Sebut saja Mbah Setu, salah satu orang yang tinggal di kebun saudara kami.
Perawakanya kecil, rambutnya hitam keputihan dengan badan tak terlampau tinggi, pas untuk ukuran orang Indonesia.
Mbah Setu memang sudah memutuskan untuk tinggal di kebun yang kanan - kirinya masih dihuni hutan dan perkebunan sawit.
Beliau memang sebatangkara, tak lagi punya keluarga. Dulu sebelum memutuskan tinggal di kebun, beliau memiliki sebuah rumah sederhana di desa, namun rumah itu kini telah rubuh.
Karena dekat dengan keluarga kami dan kami memiliki pondok, akhirnya beliau lngin menetap di kebun. Aktifitas keseharian Mbah Setu adalah merumput, memelihara kambing, membersihkan kebun dan sebagai pekerja serabutan.
Kegiatan itu dijalani Mbah Setu setiap hari dengan rasa iklas dan penuh kesyukuran.
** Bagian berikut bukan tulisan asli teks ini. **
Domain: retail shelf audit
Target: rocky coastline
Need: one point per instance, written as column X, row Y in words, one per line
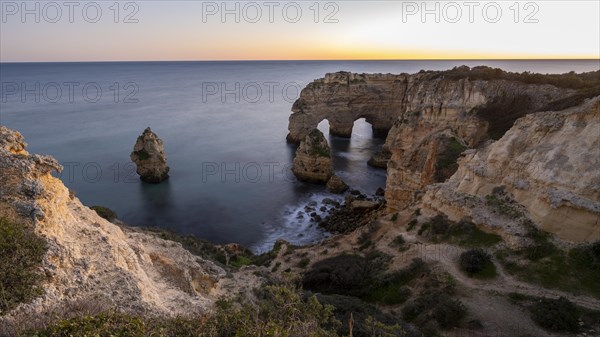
column 492, row 185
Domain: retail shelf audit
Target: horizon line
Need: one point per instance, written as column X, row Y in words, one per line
column 311, row 60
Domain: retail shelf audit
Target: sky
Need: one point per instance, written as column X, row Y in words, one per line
column 38, row 31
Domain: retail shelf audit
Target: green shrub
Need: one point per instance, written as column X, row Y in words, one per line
column 363, row 277
column 21, row 256
column 555, row 314
column 105, row 212
column 110, row 323
column 398, row 241
column 411, row 225
column 478, row 263
column 279, row 310
column 303, row 263
column 434, row 305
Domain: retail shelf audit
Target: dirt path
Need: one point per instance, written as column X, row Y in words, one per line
column 447, row 256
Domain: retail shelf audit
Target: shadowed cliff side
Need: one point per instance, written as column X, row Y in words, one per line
column 547, row 162
column 91, row 259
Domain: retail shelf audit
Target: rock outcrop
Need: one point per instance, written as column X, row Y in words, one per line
column 548, row 162
column 149, row 157
column 91, row 259
column 312, row 162
column 435, row 117
column 435, row 96
column 336, row 185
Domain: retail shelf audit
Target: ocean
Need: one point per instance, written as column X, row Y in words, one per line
column 223, row 125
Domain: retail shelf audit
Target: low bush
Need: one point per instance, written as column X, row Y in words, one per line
column 363, row 277
column 105, row 212
column 477, row 263
column 279, row 310
column 434, row 305
column 21, row 255
column 555, row 314
column 463, row 233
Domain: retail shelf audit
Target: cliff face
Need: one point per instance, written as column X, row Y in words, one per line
column 548, row 161
column 426, row 115
column 91, row 258
column 381, row 99
column 313, row 162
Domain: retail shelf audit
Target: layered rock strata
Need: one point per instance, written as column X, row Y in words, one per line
column 149, row 157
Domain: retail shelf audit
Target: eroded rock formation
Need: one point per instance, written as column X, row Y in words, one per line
column 382, row 99
column 93, row 260
column 336, row 185
column 548, row 161
column 149, row 157
column 312, row 162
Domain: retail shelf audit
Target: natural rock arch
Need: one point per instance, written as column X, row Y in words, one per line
column 343, row 98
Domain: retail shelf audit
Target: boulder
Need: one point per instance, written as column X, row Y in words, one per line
column 363, row 205
column 312, row 162
column 336, row 185
column 149, row 157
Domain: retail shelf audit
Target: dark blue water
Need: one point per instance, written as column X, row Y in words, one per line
column 223, row 125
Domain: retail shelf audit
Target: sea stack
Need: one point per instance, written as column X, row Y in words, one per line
column 149, row 157
column 312, row 162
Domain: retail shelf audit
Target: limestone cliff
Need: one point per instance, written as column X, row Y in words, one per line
column 438, row 97
column 312, row 162
column 149, row 157
column 89, row 258
column 548, row 161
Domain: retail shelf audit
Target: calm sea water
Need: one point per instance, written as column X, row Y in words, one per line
column 223, row 125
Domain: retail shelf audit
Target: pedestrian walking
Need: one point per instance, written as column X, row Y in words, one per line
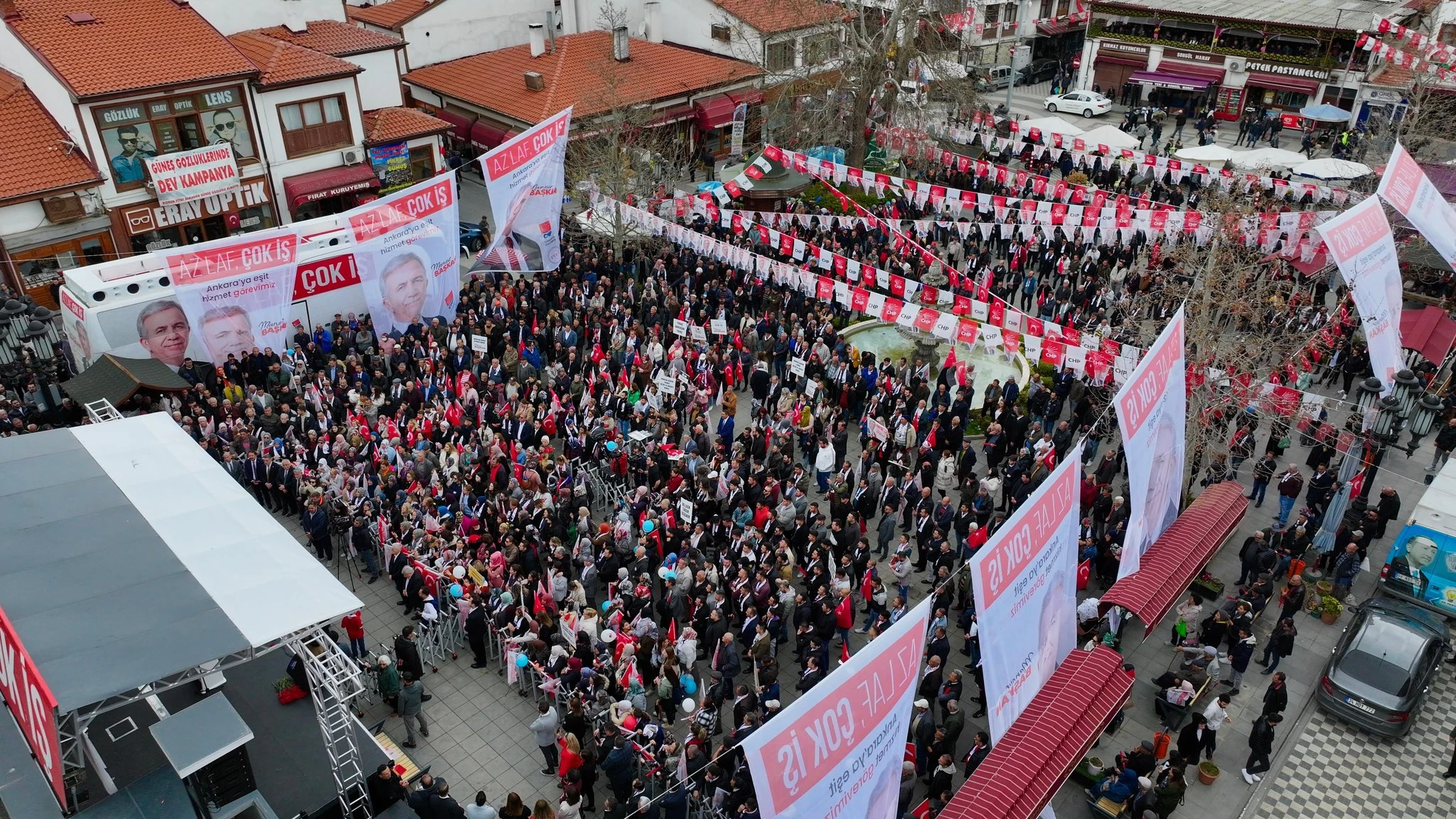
column 412, row 707
column 545, row 730
column 1261, row 742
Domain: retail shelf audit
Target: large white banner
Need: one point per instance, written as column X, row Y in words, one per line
column 1413, row 194
column 233, row 294
column 1152, row 408
column 408, row 257
column 1025, row 582
column 197, row 173
column 836, row 751
column 525, row 180
column 1361, row 245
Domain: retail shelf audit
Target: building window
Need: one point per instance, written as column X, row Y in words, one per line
column 315, row 126
column 421, row 164
column 820, row 48
column 781, row 55
column 133, row 132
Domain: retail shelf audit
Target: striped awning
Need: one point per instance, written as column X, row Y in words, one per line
column 1047, row 741
column 1177, row 557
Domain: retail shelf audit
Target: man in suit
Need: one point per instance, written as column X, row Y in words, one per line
column 316, row 527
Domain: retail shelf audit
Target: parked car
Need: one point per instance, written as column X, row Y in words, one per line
column 990, row 77
column 1085, row 102
column 1382, row 666
column 1037, row 72
column 471, row 237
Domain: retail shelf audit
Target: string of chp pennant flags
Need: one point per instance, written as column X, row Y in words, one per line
column 1435, row 55
column 967, row 321
column 1104, row 213
column 983, row 130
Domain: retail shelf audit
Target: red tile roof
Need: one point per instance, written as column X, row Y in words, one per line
column 580, row 73
column 284, row 63
column 397, row 124
column 336, row 38
column 133, row 44
column 38, row 158
column 772, row 16
column 389, row 15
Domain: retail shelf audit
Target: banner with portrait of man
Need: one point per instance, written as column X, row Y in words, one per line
column 525, row 180
column 235, row 295
column 407, row 250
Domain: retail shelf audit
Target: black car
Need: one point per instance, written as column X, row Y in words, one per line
column 1039, row 70
column 1382, row 668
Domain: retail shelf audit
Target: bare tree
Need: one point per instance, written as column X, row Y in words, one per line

Setiap beberapa minggu sekali juga sering pergi ke desa untuk sekedar membeli kebutuhan untuk memasak, mencuci dan mandi.
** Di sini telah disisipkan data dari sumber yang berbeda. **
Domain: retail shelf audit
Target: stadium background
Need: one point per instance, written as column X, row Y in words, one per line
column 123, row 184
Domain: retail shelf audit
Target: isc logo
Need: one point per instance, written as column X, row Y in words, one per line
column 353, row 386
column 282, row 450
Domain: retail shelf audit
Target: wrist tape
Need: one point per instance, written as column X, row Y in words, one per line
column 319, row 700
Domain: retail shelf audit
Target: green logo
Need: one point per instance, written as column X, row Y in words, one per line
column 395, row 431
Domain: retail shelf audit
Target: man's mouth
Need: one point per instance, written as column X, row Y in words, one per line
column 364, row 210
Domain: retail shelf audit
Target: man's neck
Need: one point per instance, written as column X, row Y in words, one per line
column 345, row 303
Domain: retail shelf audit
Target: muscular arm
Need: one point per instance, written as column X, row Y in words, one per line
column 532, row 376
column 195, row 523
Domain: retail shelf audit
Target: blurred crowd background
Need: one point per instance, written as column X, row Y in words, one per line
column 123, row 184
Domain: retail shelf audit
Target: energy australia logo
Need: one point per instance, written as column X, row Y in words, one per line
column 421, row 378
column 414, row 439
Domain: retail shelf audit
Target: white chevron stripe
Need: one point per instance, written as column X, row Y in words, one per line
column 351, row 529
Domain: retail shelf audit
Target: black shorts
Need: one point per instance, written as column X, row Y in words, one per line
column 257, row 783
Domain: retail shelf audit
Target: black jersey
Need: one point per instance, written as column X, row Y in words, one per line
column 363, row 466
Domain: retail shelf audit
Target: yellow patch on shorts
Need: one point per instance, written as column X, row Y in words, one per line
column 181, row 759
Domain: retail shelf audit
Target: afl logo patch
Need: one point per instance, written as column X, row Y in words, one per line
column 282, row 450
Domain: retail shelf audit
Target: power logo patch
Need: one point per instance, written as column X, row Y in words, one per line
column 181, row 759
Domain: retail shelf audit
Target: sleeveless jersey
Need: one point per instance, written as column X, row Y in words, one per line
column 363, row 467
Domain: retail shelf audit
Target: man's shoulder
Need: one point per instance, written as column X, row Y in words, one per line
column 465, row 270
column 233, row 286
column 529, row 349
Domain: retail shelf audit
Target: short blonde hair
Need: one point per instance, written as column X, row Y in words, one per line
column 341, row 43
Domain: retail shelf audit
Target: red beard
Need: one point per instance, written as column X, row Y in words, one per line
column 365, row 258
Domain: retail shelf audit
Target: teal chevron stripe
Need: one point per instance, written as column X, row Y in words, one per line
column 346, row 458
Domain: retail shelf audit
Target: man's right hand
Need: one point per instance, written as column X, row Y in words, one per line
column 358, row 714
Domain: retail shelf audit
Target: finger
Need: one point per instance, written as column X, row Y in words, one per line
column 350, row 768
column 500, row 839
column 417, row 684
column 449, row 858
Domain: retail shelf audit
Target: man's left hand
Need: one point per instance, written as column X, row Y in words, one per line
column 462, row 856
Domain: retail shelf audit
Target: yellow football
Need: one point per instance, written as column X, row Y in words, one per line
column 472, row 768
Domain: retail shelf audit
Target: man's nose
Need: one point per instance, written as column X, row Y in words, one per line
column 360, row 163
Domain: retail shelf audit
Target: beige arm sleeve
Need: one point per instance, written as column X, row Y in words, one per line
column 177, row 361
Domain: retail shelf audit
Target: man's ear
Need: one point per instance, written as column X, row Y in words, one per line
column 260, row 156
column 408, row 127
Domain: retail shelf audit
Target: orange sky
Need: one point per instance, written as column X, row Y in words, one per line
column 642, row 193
Setiap ke kebun dan bila waktu pulang tak terlalu sore, biasanya selalu mampir untuk sekedar mengobrol.
Memang pondok yang ditempati Mbah Setu sangat sederhana, tak ada kompor untuk memasak kecuali tungku dengan bahan bakar kayu.
Oh iya, beberapa hari sekali Mbah Setu selalu mencari kayu bakar sebagai alat untuk memasak beliau. Lalu untuk kebutuhan listrik? Memang listrik belum masuk ke area kebun yang ditempati Mbah Setu.
Hal itu karena letak kebun yang ditempati Mbah Setu jauh dari pemukiman dan masih semi hutan sehingga akses litstrik belum bisa masuk.
Maka Mbah Setu bila malam tiba sering menggunak sentir (lampu minyak) untuk menerangi sekitar tempat tidurnya.